Ориону, стоявшему на коленях по другую сторону постели, было слышно каждое слово Марии, хотя она говорила шепотом. Юноша переживал жестокую пытку. Во время этой обвинительной речи ему не раз хотелось вскочить на ноги, броситься на девочку и на глазах отца ударить ее об пол. Но он был так сильно потрясен, что не мог опомниться и молчал.

Как пораженный громом, сын Георгия схватился рукой за кровать. Умирающий взглянул на него и спросил хриплым голосом:

-- Значит, наш домашний суд вынес несправедливый приговор?

Уничтоженный Орион утвердительно кивнул головой. Мукаукас снова заговорил, на этот раз бессвязнее и глуше прежнего:

-- Камень... из ковра... Неужели ты... ты сам... большой смарагд... О я не могу!...

Молодой человек скорее умер бы на месте, чем солгал отцу в такую минуту.

-- Да, отец, -- с решимостью отчаяния ответил он, -- я взял смарагд.

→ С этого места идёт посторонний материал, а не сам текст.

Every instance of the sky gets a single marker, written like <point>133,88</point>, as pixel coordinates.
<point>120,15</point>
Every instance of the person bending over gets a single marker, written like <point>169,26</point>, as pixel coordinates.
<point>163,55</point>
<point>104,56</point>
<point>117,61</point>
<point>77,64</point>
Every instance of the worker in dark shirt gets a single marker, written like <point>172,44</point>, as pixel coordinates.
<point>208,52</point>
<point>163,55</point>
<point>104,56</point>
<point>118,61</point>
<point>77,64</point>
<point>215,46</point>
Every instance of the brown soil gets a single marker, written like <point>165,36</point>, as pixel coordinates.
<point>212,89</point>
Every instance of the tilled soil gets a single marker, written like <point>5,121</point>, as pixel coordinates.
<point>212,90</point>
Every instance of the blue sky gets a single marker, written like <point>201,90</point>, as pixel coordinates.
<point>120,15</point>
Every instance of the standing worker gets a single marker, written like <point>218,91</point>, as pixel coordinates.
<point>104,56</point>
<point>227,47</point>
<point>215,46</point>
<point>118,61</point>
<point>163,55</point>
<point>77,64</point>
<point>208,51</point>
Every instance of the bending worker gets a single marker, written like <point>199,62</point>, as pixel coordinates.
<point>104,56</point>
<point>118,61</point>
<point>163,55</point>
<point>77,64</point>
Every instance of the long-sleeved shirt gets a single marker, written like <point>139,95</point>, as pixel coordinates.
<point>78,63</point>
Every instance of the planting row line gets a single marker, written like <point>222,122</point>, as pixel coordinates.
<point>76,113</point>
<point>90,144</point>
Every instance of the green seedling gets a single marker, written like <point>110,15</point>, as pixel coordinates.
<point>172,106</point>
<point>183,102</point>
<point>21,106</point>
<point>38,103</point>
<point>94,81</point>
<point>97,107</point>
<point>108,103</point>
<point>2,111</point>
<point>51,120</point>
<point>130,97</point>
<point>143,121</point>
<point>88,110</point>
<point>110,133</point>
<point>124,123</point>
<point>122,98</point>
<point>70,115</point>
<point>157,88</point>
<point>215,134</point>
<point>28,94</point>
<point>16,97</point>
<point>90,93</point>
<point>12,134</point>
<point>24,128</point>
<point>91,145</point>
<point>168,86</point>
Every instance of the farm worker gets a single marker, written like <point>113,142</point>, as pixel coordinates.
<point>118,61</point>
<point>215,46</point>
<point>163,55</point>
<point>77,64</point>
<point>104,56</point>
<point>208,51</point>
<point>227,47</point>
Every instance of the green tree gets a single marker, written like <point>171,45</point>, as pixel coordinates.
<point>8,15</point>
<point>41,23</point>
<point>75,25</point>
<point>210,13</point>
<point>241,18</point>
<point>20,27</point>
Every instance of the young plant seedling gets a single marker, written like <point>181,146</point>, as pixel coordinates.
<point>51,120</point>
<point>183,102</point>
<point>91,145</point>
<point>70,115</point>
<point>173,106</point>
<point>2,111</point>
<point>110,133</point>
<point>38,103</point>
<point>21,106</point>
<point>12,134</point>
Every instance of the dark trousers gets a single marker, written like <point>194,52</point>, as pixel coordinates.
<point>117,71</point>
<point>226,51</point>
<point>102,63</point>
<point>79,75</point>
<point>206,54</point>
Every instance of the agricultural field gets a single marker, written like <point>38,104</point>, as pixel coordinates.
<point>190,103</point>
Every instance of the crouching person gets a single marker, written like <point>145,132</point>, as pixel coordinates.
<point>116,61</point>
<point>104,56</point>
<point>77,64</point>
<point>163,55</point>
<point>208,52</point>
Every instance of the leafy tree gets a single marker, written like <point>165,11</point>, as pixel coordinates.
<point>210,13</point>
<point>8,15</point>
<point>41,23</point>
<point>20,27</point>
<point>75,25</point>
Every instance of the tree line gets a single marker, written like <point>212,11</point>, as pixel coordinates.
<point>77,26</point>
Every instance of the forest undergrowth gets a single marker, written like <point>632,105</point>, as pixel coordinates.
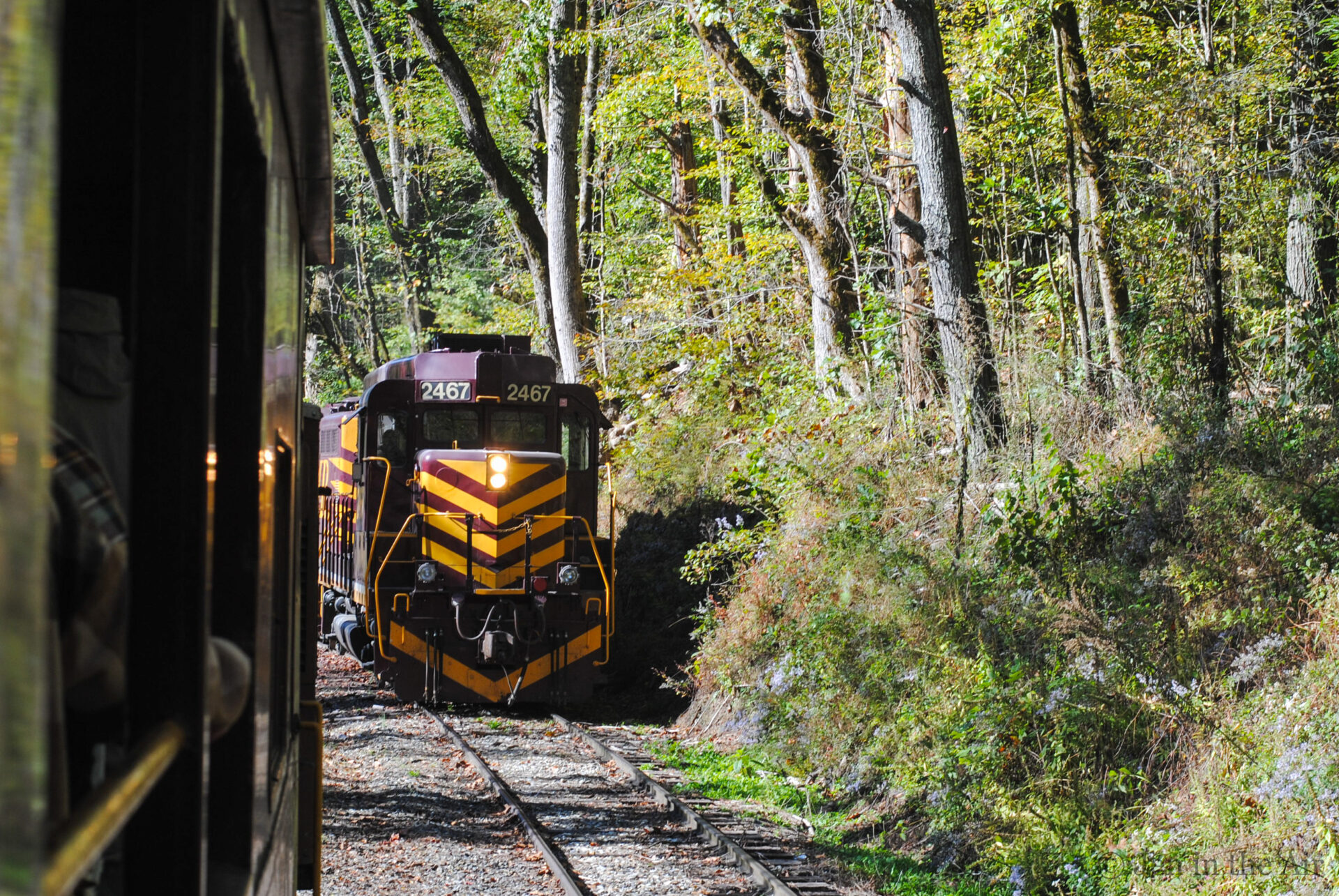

Однако клянусь моей любовью к тебе и к матери, это первый легкомысленный поступок в моей жизни, который повлек за собой столько ужасного...

Юноша хотел прибавить: "...будет и последним", но едва с его губ сорвались слова: "Я взял смарагд", умирающий задрожал всем телом, его взгляд страшно изменился, и прежде чем сын успел договорить свою клятву, несчастный старик выпрямился на постели... Бледный, испуганный Орион громко рыдал, закрыв лицо руками.

-- Ты, ты! -- грозно заговорил, задыхаясь и делая отчаянные усилия, Георгий. -- Позор нашему древнему, неподкупному суду мукаукасов! Ты? Вон отсюда, мальчишка!

После этого грозного возгласа Георгий, кроткий, справедливый мукаукас, опрокинулся на подушки. Его налитые кровью глаза остановились, губы шептали все тише и тише невнятные слова, распухшие руки судорожно мяли простыню, дыхание со свистом вырывалось из открытого рта, и наконец безжизненный труп великого сановника свалился, как подрубленный пальмовый ствол, прямо на Ориона. Юноша вскочил, обезумев от ужаса, и принялся трясти за плечи бездыханного отца, как будто хотел возвратить его к жизни хотя бы на несколько мгновений, чтобы тот дослушал клятву раскаявшегося сына, увидел его слезы и взял назад свои страшные слова.

Пока Орион предавался взрыву отчаяния, в комнату вошел Филипп. Врач взглянул на искаженное лицо покойника, положил руку на сердце и, отведя маленькую Марию прочь от постели деда, сказал торжественным и печальным тоном:

-- Не стало больше доброго и справедливого человека!

Орион громко вскрикнул. Он с гневом оттолкнул от себя племянницу, которая подошла к нему приласкаться. Несмотря на свой детский возраст, она понимала, что ее необдуманная откровенность навлекла на дядю большое несчастье. Мария приблизилась к бабушке, но Нефорис оттолкнула ребенка в свою очередь и бросилась на колени рядом с плачущим сыном. Несколько минут назад она видела в нем свою опору, а теперь ей самой пришлось поддерживать его. Однако утешения матери не могли смягчить жестокого удара.